NUKI-TO-COLUMN JOINTS USING WEDGE CONTROLLED WITH SPRINGS FOR JAPANESE TRADITIONAL WOODEN FRAMES

Abstract

 The authors’ previous studies on the structural characteristics of Nuki-to-column joints using wedges for Japanese traditional wooden frames showed that the problem with such joints is the extraction of wedges due to cyclic loading. This paper proposes a joint with a spring device to solve this problem. The proposed joint maintains the embedment characteristics of joints at all times and retains the advantages of conventional Nuki-to-column joints. The proposed joint is a Nuki-to-column joint with a spring device attached to the wedge of the traditional joint.

 We show the superiority of the proposed joint through full-scale and element tests, and demonstrate the possibility of practical application.

 Chapter 1 describes the significance of this study.

 Chapter 2 outlines the problem with the traditional joint and describes the proposed joint.

 Chapter 3 shows the structural characteristics of the proposed joint through full-scale tests and demonstrates the superiority of the joint.

 Chapter 4 shows the results of element tests that were conducted to examine the proposed spring device in detail. Furthermore, a method for determining the hysteretic characteristics of the joint based on element tests is demonstrated.

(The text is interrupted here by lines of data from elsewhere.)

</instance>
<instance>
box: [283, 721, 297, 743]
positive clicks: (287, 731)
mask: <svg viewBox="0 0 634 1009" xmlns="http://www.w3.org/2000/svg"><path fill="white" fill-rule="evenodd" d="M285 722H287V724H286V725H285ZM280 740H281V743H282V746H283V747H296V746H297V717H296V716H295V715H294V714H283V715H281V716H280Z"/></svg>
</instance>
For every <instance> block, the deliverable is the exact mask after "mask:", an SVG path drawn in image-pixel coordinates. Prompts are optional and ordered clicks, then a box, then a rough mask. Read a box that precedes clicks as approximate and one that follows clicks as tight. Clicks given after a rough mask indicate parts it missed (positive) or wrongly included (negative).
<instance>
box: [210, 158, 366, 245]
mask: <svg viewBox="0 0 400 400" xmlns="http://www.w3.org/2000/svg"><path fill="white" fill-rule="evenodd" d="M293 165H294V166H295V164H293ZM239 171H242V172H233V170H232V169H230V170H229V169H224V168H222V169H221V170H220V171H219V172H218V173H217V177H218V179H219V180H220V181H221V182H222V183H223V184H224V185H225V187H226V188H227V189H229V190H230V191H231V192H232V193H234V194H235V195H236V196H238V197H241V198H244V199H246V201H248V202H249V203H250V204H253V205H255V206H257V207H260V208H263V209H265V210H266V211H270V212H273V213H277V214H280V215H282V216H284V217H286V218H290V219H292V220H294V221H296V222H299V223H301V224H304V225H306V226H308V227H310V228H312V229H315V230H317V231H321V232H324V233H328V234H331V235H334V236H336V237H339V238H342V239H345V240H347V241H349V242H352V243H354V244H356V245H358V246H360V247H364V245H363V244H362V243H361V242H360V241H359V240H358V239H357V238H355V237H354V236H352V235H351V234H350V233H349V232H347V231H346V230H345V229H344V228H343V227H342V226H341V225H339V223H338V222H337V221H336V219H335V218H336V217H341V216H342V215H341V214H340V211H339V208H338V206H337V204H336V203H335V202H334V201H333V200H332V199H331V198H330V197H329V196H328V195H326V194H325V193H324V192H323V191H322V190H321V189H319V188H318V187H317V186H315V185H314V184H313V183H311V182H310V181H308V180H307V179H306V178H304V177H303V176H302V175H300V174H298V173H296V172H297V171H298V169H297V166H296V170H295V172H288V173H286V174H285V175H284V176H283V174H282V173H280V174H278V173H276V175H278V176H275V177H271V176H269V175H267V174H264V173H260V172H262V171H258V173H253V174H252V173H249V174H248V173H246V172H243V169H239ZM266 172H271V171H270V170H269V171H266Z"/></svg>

 Chapter 5 shows the superiority of the proposed joint using evaluations of energy absorption and time history response displacement.

 The following conclusions were obtained in this study:

 1) Through full-scale and element tests, this study showed that the parameters for the proposed joint are wedge type, spring constant, tree species, and wedge angle.

 2) The bending moment, stiffness, and bilinear hysteresis for the proposed joint were compared with those for a conventional joint. A method for determining the hysteretic characteristics of the joint based on element tests was demonstrated.

 3) A hysteretic model for the proposed joint was proposed for time history response analysis based on a bilinear-slip model.

 4) The proposed joint showed higher energy absorption performance than that for a conventional joint. The time history response analysis showed that the maximum response for the proposed joint was less than half that for the conventional joint.